Written by Rich Forestano Friday, 06 May 2011 00:00
Amid the rampant rumors about the future structure of the Nassau County Police Department, Nassau County Executive Edward P. Mangano attended last Tuesday’s Mineola Chamber of Commerce meeting at Piccola Bussola. He detailed the current economic “structure” of Nassau County, highlighted happenings in the county and responded to recent rumors of the changes coming to the NCPD.
Mineola Mayor Scott Strauss was in attendance and inquired about the current and future status of the Third Precinct. Recent reports have stated that the Third Precinct might shut its doors. Mangano put an end to what he called a misconception.
Mangano stated that he couldn’t address every rumor and that he didn’t want to “piecemeal” out a plan that has not been completed with, “its i’s dotted and t’s crossed.”
“There will be a plan that reduces costs in association with our police department,” he said. “We had successfully decreased management in the police department by 125, put more cops on the streets and saved taxpayers over $20 million. And to boot, crime is down nearly 11 percent.”
Mangano stated further that there would not be a closure of the Third Precinct. However, there may be changes to how the NCPD operates.

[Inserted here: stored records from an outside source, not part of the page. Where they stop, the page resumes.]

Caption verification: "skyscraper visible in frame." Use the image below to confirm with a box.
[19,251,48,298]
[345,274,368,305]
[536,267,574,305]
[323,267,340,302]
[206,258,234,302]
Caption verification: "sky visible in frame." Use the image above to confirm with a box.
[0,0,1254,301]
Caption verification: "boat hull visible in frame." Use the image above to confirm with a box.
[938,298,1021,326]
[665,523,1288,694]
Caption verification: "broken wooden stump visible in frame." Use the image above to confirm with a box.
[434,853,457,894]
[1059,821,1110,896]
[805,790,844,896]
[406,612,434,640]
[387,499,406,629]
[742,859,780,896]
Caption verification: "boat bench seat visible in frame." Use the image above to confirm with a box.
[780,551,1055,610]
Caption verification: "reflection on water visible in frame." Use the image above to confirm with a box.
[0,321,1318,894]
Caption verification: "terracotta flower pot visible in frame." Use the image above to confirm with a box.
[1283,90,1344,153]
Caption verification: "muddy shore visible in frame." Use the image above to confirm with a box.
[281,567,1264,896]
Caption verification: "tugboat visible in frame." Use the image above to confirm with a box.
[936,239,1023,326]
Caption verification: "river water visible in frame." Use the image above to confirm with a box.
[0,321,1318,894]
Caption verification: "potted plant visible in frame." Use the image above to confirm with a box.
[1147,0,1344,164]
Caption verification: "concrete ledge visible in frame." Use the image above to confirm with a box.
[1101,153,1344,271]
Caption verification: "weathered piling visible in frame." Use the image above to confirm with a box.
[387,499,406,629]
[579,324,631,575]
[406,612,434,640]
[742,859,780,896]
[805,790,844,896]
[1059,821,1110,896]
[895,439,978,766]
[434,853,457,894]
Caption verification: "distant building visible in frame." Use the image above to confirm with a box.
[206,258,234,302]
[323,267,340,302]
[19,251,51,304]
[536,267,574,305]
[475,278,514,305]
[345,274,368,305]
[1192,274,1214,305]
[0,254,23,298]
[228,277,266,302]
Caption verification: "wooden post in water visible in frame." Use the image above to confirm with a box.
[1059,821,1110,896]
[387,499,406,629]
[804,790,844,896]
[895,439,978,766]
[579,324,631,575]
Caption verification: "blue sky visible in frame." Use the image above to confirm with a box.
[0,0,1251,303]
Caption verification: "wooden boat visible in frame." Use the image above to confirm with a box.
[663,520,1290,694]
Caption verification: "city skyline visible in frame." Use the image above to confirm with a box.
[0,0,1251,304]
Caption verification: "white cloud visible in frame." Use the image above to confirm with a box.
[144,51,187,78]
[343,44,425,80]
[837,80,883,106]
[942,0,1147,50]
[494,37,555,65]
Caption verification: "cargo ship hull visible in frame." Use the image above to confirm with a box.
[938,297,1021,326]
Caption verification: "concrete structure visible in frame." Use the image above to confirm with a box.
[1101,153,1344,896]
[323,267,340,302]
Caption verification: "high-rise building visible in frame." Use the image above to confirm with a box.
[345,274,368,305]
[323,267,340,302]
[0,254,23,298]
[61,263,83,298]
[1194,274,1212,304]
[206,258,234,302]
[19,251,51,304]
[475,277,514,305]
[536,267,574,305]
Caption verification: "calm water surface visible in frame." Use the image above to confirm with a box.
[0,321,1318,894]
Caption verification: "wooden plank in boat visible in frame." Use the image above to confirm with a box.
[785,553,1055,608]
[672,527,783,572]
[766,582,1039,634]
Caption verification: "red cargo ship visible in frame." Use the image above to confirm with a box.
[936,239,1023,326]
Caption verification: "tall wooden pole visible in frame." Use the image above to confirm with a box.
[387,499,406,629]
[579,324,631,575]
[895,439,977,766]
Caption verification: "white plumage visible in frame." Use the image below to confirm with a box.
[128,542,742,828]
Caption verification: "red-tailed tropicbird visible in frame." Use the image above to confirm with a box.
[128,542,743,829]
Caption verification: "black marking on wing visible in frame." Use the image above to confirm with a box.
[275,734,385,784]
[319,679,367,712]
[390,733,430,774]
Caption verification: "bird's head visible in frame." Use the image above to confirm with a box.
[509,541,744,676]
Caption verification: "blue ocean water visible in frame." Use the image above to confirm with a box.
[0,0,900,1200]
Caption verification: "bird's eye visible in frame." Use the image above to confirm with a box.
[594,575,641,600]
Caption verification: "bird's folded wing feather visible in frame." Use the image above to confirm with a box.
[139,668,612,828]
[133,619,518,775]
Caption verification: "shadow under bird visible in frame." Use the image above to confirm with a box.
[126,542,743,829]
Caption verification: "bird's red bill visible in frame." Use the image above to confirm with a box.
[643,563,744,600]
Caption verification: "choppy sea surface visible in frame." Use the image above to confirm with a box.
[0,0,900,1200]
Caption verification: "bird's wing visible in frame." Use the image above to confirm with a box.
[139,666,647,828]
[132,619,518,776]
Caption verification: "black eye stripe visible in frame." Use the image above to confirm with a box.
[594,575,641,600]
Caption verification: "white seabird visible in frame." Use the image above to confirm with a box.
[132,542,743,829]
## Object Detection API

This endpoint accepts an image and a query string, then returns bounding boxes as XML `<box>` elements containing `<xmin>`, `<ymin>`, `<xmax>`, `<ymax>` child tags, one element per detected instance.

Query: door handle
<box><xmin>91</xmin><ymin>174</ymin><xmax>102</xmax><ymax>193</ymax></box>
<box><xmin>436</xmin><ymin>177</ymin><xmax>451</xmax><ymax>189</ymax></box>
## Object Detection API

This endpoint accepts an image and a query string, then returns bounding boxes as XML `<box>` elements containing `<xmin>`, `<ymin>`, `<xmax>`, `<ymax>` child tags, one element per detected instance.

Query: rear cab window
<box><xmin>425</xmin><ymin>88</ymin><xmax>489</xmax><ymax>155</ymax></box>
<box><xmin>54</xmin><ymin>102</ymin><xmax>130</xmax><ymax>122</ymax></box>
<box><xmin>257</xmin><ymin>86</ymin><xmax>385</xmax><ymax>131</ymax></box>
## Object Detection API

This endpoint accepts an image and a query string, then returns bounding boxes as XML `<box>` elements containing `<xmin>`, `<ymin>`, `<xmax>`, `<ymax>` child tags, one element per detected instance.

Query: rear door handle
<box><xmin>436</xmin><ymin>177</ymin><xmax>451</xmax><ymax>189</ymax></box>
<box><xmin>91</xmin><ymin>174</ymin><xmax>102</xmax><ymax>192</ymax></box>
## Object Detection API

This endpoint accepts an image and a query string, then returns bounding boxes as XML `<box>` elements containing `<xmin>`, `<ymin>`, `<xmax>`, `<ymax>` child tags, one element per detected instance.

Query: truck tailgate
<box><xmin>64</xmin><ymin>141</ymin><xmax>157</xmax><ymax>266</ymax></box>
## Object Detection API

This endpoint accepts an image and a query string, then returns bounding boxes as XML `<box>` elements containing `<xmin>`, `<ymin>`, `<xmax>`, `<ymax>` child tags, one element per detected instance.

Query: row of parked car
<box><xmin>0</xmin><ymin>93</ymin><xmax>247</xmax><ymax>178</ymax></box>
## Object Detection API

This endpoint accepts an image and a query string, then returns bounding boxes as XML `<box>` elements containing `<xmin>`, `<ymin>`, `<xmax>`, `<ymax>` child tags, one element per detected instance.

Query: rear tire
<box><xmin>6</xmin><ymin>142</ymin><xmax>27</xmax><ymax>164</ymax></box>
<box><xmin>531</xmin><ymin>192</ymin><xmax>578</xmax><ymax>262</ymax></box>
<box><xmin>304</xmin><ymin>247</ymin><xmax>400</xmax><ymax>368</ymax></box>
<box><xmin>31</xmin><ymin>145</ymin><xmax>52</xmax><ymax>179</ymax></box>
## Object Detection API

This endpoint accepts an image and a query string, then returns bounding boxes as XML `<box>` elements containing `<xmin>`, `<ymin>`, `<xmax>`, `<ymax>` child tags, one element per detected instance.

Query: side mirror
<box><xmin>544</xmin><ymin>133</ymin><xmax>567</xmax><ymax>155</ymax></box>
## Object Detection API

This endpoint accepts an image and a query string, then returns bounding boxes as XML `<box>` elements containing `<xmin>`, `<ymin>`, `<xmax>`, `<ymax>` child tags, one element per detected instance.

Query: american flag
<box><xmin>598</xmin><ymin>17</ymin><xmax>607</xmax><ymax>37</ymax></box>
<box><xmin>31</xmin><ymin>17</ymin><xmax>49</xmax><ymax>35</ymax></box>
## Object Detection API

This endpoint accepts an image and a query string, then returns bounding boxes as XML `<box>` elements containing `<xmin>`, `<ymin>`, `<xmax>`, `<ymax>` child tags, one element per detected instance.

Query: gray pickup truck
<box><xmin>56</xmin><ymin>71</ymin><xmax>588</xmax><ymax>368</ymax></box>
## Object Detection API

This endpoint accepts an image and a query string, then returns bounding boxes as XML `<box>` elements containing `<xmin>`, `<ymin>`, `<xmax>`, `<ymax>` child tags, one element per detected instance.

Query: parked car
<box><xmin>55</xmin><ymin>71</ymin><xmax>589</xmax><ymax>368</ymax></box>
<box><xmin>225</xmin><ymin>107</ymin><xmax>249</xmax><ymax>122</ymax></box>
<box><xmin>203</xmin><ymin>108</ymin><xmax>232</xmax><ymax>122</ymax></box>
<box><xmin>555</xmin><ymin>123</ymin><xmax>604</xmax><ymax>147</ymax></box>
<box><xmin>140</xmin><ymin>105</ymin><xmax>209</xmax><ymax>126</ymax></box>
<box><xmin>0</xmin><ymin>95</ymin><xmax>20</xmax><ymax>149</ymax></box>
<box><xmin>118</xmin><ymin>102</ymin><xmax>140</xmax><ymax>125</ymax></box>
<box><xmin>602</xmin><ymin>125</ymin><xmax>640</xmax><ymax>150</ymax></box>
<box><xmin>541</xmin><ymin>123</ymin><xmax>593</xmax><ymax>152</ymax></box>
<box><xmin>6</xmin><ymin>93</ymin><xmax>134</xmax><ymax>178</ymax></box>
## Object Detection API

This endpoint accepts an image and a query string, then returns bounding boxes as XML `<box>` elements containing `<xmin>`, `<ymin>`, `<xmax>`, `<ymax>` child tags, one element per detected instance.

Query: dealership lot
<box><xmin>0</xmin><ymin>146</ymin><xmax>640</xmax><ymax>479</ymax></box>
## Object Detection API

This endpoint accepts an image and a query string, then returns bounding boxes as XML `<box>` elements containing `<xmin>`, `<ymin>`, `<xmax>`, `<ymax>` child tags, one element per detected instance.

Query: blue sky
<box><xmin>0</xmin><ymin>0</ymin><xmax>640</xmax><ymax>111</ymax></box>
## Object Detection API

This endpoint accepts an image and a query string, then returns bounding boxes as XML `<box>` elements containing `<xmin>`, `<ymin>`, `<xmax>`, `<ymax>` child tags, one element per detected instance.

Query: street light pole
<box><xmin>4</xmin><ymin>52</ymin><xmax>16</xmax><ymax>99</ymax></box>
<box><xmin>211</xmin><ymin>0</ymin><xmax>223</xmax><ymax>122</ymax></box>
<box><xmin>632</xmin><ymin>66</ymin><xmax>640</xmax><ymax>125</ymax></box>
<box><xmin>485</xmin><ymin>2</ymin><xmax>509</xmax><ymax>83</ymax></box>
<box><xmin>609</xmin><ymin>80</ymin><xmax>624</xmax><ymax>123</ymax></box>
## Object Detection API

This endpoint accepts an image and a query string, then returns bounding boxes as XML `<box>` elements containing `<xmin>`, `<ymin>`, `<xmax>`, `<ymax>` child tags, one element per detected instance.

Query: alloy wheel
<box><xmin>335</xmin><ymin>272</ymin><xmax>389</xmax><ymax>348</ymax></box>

“I can tell you that,” he stated. “We’ll certainly get that plan out there, mostly administrative changes which will save taxpayer dollars.”
The county executive said the endgame is to save residents money and maintain public safety. He called the county the safest county in the country and reiterated his statement that the Third Precinct will not close.
The changes coming to the NCPD will not just affect one precinct, according to Mangano. The changes would be widespread.
“I can’t comment on the plan because it’s not out there yet,” Mangano said. “The plan will not affect just one precinct.”
Mayor Strauss has discussed the rumors of the changes within the NCPD at recent board meetings. Those discussions have mainly pertained to the rumored elimination of the POP (Problem Oriented Police) unit, which Strauss has called the last semblance of a beat cop in a community.
“There will not be an elimination of the POP program,” Mangano stated. “That’s another rumor that’s been circulating. There may be some adjustments to it, as there may be some adjustments to every unit the police department has whether it be different methods we use and again those methods are designed to increase public safety.”
Strauss commented the POP program gives communities a face to remember and a comfort if an issue needs addressing. Mineola’s POP officer is Ray Sikorski.
“I’m a big proponent of efficiency and I certainly appreciate learning to understand what you’re going through on a smaller scale,” Strauss said. “The POP program is essential to local communities. We get to reach out to that officer and have a face-to-face interaction, which we don’t usually get with officers that are in the precinct here and are on patrol.
“The [regular police force] does not have the time to address some of the quality of life issues we have here,” Strauss continued. “The POP program addresses those issues.”